Among the research being undertaken by researchers involved in the SLRC and reported in the AJE special issue are two ACER projects:

  • the Learner Processing of Feedback in Intelligent Learning Environments (LP-FILE) model, and
  • research into understanding maths anxiety.

The LP-FILE model

The LP-FILE model research, led by ACER Principal Research Fellow Dr Sacha DeVelle, investigates how learners process feedback in intelligent learning environments (ILEs).

An ILE is a computer-based learning system that uses principles of artificial intelligence in education to track a learner’s progress and intervene when he or she needs assistance.

Writing in ‘Towards a model of how learners process feedback: A deeper look at learning,’ Director of Assessment and Psychometric Research at ACER, Dr Michael Timms and co-authors Dr DeVelle and ACER Research Fellow Dulce Lay explain that typical ILE systems are able to flag errors in student responses and provide hints, including the last hint in the sequence or ‘bottom-out hint’ that provides the right answer.

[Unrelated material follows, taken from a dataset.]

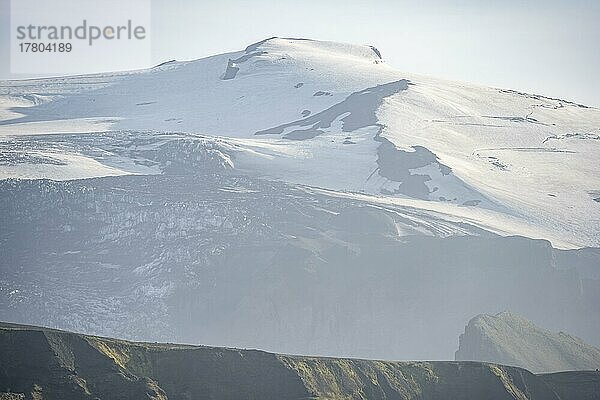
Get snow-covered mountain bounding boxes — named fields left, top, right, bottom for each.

‘It is assumed that feedback will help students to gain an understanding of key concepts and principles,’ Dr Timms and co-authors explain.

The first phase of the LP-FILE model pilot study of the project found that processing of feedback is related to prior knowledge, however prior knowledge does not always predict how learners interact with feedback.

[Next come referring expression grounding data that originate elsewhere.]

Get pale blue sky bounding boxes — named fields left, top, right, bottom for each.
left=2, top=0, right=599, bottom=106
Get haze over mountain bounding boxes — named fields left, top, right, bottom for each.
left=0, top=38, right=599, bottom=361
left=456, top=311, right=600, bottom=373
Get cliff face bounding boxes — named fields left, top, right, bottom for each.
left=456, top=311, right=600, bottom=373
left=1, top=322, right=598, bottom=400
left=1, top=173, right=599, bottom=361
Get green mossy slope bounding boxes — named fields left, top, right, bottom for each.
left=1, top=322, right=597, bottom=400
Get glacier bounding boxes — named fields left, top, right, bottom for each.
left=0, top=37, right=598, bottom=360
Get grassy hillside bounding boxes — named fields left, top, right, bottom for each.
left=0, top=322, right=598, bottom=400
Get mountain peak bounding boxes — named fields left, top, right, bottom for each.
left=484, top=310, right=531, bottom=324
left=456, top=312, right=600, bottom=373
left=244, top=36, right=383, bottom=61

The research team is now focusing on a creative insight problem-solving task that provides the number of trials necessary for neuroscientific experimentation.

Maths anxiety

A further line of research undertaken at ACER as part of the SLRC is focused on demonstrating that integrating research from education, psychology and neuroscience can lead to a better understanding of how maths anxiety develops and how to overcome it.

Writing in ‘Understanding and addressing mathematics anxiety using perspectives from education, psychology and neuroscience,’ the researchers say the integrated perspective allows for a better understanding of the experience of maths anxiety and has the potential for more effective intervention approaches.

Feeling anxious about mathematics has been linked to:

  • avoiding situations involving maths
  • poor performance on mathematics tasks, and
  • anxiety about situations involving maths (such as tests).

According to ACER Research Fellow Dr Sarah Buckley and co-authors, research suggests that to understand how maths anxiety affects learning, it is best to consider the ‘state’ and ‘trait’ forms of maths anxiety separately.

‘Specifically, we propose that state maths anxiety (or maths anxiety experienced on-task) can negatively affect performance while trait maths anxiety operates like an attitude, steering those who are anxious away from mathematics-related careers, courses and opportunities,’ Dr Buckley and co-authors explain.

By considering state and trait maths anxiety separately, Dr Buckley and co-authors say it is possible to identify strategies to reduce its negative effects – including relaxation, cognitive reappraisal and reading about and identifying with characters experiencing similar difficulties.